Our study supports the potential nephrotoxic effect of mannitol after cisplatin chemotherapy. Our study had a larger sample size than Santoso’s study and stronger association between mannitol addition to saline and the incidence of post cisplatin acute kidney injury than Leu study. Our study only included subjects who received high doses of chemotherapy and excluded subjects who received nephrotoxic drugs simultaneously, two important things that became a limitation in previous studies. For the outcome of renal function, we used serum creatinine parameters, as recommended by the National Cancer Institute's Common Terminology Criteria for Adverse Events (CTCAE v 4.0) grading scale for chemotherapy to minimize bias due to other measures, such as using 24-hour clearance creatinine (41).
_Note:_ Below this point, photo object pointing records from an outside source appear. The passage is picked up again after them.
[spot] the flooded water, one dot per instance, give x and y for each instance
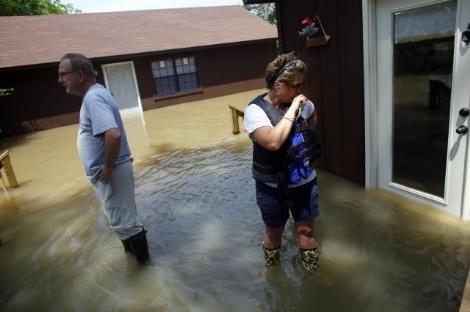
(196, 197)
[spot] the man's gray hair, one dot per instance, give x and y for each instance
(80, 62)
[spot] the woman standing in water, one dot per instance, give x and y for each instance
(271, 120)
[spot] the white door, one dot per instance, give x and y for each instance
(121, 82)
(423, 91)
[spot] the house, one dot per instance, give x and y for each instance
(147, 59)
(391, 88)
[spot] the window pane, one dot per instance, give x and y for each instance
(187, 82)
(185, 65)
(163, 68)
(165, 86)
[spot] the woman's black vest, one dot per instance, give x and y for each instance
(269, 166)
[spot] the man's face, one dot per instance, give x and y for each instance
(68, 78)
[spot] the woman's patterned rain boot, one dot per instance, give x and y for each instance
(309, 258)
(271, 255)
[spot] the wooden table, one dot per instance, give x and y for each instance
(5, 164)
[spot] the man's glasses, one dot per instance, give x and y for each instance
(294, 85)
(62, 74)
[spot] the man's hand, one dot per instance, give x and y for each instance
(112, 142)
(105, 174)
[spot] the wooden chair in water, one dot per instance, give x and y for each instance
(236, 112)
(5, 164)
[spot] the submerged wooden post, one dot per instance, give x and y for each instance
(6, 164)
(235, 112)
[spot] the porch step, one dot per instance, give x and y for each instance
(5, 164)
(235, 113)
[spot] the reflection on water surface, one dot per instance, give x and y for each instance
(196, 197)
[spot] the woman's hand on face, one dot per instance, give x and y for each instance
(298, 101)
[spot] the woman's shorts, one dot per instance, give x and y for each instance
(303, 204)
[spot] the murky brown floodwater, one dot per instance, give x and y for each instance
(196, 197)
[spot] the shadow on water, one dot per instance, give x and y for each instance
(379, 251)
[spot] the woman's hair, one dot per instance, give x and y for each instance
(283, 68)
(80, 62)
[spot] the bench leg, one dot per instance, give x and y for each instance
(235, 126)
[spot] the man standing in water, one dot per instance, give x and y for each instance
(104, 152)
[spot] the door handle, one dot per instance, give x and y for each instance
(466, 35)
(464, 112)
(462, 129)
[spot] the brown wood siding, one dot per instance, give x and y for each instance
(39, 102)
(335, 79)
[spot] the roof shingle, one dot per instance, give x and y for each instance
(30, 40)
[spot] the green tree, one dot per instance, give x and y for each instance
(267, 11)
(35, 7)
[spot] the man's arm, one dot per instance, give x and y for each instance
(112, 143)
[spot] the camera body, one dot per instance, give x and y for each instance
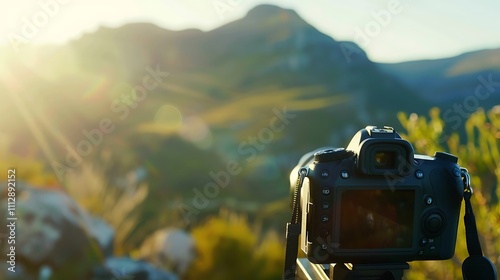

There are several other things to consider when evaluating these results. Most notably, because of cohort nature of this study, we did not randomize patients to receive or not receive mannitol, rather we submit a decision based on clinical judgement of responsible physician. Besides that, our study did not analyze fluid intake at home and excess fluid loss caused by vomiting as a side effect of cisplatin chemotherapy. However, all our subjects had the same approach of post chemotherapy nausea and vomiting; the medication for nausea and vomiting prophylaxis was given to all subjects. There is a need for future prospective study where fluid intake and water balance are strictly controlled to determine better the magnitude of risk from mannitol.
We hope the results of our study might become a consideration regarding the policy of addition of mannitol to hydration in cisplatin chemotherapy. This might have an added benefit in the cost-effectiveness of chemotherapy if administration of mannitol is no longer routinely given in high-dose cisplatin chemotherapy nowadays.